Membership inference attacks allow adversaries to determine whether a particular example was contained in the model's training dataset. While previous works have confirmed the feasibility of such attacks in various applications, none has focused on speaker recognition (SR), a promising voice-based biometric recognition technique. In this work, we propose SLMIA-SR, the first membership inference attack tailored to SR. In contrast to conventional example-level attack, our attack features speaker-level membership inference, i.e., determining if any voices of a given speaker, either the same as or different from the given inference voices, have been involved in the training of a model. It is particularly useful and practical since the training and inference voices are usually distinct, and it is also meaningful considering the open-set nature of SR, namely, the recognition speakers were often not present in the training data. We utilize intra-closeness and inter-farness, two training objectives of SR, to characterize the differences between training and non-training speakers and quantify them with two groups of features driven by carefully-established feature engineering to mount the attack. To improve the generalizability of our attack, we propose a novel mixing ratio training strategy to train attack models. To enhance the attack performance, we introduce voice chunk splitting to cope with the limited number of inference voices and propose to train attack models dependent on the number of inference voices. Our attack is versatile and can work in both white-box and black-box scenarios. Additionally, we propose two novel techniques to reduce the number of black-box queries while maintaining the attack performance. Extensive experiments demonstrate the effectiveness of SLMIA-SR.

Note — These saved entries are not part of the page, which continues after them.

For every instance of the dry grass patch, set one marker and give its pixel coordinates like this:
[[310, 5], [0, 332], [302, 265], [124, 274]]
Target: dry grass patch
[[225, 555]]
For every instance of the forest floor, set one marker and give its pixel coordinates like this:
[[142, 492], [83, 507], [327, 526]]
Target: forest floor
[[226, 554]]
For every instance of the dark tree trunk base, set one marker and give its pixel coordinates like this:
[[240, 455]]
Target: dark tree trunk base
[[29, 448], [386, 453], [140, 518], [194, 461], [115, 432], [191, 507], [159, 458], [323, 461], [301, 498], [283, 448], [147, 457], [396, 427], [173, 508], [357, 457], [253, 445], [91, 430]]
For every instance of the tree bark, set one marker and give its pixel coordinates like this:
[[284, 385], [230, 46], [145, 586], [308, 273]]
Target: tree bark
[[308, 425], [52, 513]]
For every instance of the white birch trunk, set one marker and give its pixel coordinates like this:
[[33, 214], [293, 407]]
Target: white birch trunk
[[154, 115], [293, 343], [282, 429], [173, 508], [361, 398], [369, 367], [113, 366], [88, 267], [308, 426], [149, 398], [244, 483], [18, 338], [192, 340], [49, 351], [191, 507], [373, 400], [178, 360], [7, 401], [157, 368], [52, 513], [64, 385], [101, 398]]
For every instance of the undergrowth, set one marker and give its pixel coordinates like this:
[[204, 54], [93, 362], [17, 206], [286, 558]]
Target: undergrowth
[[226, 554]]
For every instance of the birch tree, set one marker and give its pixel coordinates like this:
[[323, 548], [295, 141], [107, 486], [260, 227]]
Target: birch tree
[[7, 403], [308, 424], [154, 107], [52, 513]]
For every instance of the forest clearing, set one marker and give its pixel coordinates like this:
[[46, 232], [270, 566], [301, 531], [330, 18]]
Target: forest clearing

翻译：成员推断攻击使攻击者能够判断某个特定样本是否包含在模型的训练数据集中。尽管先前的研究已在多种应用中证实了此类攻击的可行性，但尚无工作聚焦于说话人识别（SR）——一种具有前景的基于语音的生物识别技术。本文提出SLMIA-SR，这是首次针对SR定制的成员推断攻击。与传统的样本级攻击不同，我们的攻击具有说话人级成员推断的特点，即判断给定说话人的任意语音（与给定的推断语音相同或不同）是否参与过模型训练。由于训练语音与推断语音通常不同，此攻击特别实用且可行，同时考虑到SR的开放集特性（即识别说话人往往不在训练数据中），该攻击也具有重要意义。我们利用SR的两个训练目标——类内紧致性和类间疏远性——来刻画训练说话人与非训练说话人之间的差异，并通过精心建立的特征工程驱动的两组特征进行量化，从而实施攻击。为提高攻击的泛化性，我们提出了一种新颖的混合比训练策略来训练攻击模型。为增强攻击性能，我们引入语音片段分割以应对推断语音数量有限的问题，并提出根据推断语音数量训练依赖于其数量的攻击模型。我们的攻击具有通用性，可在白盒和黑盒场景下工作。此外，我们提出了两种新颖技术来减少黑盒查询次数，同时保持攻击性能。大量实验证明了SLMIA-SR的有效性。